As a test, I entered the used the conn batch script to test this on n=4 before my full sample (n=137).

The QA_NORM_functional .jpg looks blown out (brain looks all-white, see attached image), is this because of how CONN scales the image intensity for these plots and adding a constant of 10000 has blown it out of it's normal scale so it just looks white but the underlying data are still intact? 

Other QA metrics look ok.

Please find the attached file containing my .m script and QA plots.
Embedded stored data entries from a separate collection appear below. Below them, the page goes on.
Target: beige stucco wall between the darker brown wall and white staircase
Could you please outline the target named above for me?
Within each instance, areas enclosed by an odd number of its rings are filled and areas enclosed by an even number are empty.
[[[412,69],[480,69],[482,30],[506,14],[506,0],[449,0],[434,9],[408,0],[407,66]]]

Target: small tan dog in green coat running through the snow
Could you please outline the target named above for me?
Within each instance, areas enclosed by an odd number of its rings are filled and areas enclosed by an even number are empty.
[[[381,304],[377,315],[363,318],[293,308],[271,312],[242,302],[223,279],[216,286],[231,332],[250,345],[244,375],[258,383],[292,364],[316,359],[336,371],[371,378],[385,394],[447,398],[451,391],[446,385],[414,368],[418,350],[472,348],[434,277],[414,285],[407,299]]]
If the distribution of the r-connectivity values looks okay and I, for example, can see the DMN when I seed the PCC, is it safe to assume the functional registration QA plots are just "blown out" because of the constant I added?

Thank you!
Sarah

Dear Sarah,

That looks perfectly fine. The all-white functional images simply reflect that these images lack any sort of anatomical detail (but that is expected, we just added a constant 10000 value for all voxels inside the brain so that is what those plots are showing; cf. in a typical scenario, without demeaning, different voxels would show different intensities because the average BOLD signal depends on tissue class - so it is possible to tell apart gray/white/csf tissue visually).

In any way, that looks all perfectly fine, the functional and anatomical data appears to be properly coregistered and in MNI-space, the FC distributions look appropriately centered and homogeneous across subjects, so I do not see any reason for concern

Hope this helps
Alfonso
Originally posted by Sarah Kark:

Terrific, thank you for your swift help and explanations--always a pleasure!